Heute habe ich mich wieder einmal ausgetobt, dieses Mal mit Bohren (nicht was Du denkst), Hämmern, Sägen. Einen kleinen Schlüsselschrank habe ich mühsam umgebaut, eigentlich nur die Scharniere und Beschläge verändert, aber wenn man nur im Bücken arbeiten und nichts einspannen kann, auch kein professionelles Werkzeug hat, sind selbst kleine Tätigkeiten lang dauernd und anstrengend. Morgen müsste ich endlich meine Traumlampe fertig haben. Ich freue mich schon sehr auf den Moment, in dem ich sie zum ersten Mal anmache. Du siehst, dass auch ich nicht faul bin.
Ab und zu muss ich mal mit dem Kopf arbeiten, was mir sehr schwerfällt, aber es ist nun mal die einzige Möglichkeit, an das notwendige Kleingeld zu kommen, um meiner Geliebten gelegentlich Blumen schenken zu können.

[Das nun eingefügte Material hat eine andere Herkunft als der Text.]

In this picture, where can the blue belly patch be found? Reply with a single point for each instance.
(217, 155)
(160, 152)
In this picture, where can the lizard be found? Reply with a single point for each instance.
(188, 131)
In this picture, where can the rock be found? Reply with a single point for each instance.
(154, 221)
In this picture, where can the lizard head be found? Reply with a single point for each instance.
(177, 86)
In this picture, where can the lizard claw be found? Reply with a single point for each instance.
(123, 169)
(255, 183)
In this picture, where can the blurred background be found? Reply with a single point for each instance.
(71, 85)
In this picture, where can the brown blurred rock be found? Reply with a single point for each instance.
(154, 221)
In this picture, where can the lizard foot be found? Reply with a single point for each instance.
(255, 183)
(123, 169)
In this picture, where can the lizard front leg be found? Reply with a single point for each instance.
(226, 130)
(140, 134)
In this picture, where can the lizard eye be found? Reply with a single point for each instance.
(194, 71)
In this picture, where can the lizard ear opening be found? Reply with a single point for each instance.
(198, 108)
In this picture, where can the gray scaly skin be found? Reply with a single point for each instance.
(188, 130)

Nach Kleesten war ich ziemlich pleite, sodass ich mich selbst mit kleinen Aufmerksamkeiten sehr zurückhalten musste. Genau so, wie ich Dein Buch las, könntest Du ja mal meinen Sermon lesen, den ich Dir als Anhang mitsende.
Global gesehen, sind meine geistigen Leistungen wichtiger als Deine, denn ich tue was für den Klimaschutz. Klar? Ob allerdings ein Nichtfachmann versteht, was ich geschrieben und vorgeschlagen habe, weiß ich nicht.
Dein liebes Angebot, mir Schuhe, Hosen etc. aus Italien mitzubringen, habe ich ambivalent registriert. Hast Du den Eindruck, dass ich dies alles brauche? Schuhe habe ich mindestens zwölf Paare, alles Budapester Stil. Andere trage ich nicht.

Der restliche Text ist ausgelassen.